29 Jun, 2017

2 commits

  • At the point where the kvm-vfio pseudo device wants to release its
    vfio group reference, we can't always acquire a new reference to make
    that happen. The group can be in a state where we wouldn't allow a
    new reference to be added. This new helper function allows a caller
    to match a file to a group to facilitate this. Given a file and
    group, report if they match. Thus the caller needs to already have a
    group reference to match to the file. This allows the deletion of a
    group without acquiring a new reference.

    Signed-off-by: Alex Williamson
    Reviewed-by: Eric Auger
    Reviewed-by: Paolo Bonzini
    Tested-by: Eric Auger
    Cc: stable@vger.kernel.org

    Alex Williamson
     
  • Unset-KVM and decrement-assignment only when we find the group in our
    list. Otherwise we can get out of sync if the user triggers this for
    groups that aren't currently on our list.
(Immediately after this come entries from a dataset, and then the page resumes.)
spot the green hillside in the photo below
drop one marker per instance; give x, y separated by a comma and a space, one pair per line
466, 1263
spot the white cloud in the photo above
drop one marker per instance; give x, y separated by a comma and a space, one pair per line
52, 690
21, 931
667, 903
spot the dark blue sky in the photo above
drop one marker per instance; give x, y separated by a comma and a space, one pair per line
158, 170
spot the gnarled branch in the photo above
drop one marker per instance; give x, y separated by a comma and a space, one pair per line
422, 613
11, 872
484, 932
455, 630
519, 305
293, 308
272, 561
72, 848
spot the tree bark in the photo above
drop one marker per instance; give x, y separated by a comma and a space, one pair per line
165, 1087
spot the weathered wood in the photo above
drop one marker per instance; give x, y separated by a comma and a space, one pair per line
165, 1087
    Signed-off-by: Alex Williamson
    Reviewed-by: Alexey Kardashevskiy
    Reviewed-by: Eric Auger
    Tested-by: Eric Auger
    Acked-by: Paolo Bonzini
    Cc: stable@vger.kernel.org

    Alex Williamson
     

20 Apr, 2017

1 commit

  • This allows the host kernel to handle H_PUT_TCE, H_PUT_TCE_INDIRECT
    and H_STUFF_TCE requests targeted an IOMMU TCE table used for VFIO
    without passing them to user space which saves time on switching
    to user space and back.

    This adds H_PUT_TCE/H_PUT_TCE_INDIRECT/H_STUFF_TCE handlers to KVM.
    KVM tries to handle a TCE request in the real mode, if failed
    it passes the request to the virtual mode to complete the operation.
    If it a virtual mode handler fails, the request is passed to
    the user space; this is not expected to happen though.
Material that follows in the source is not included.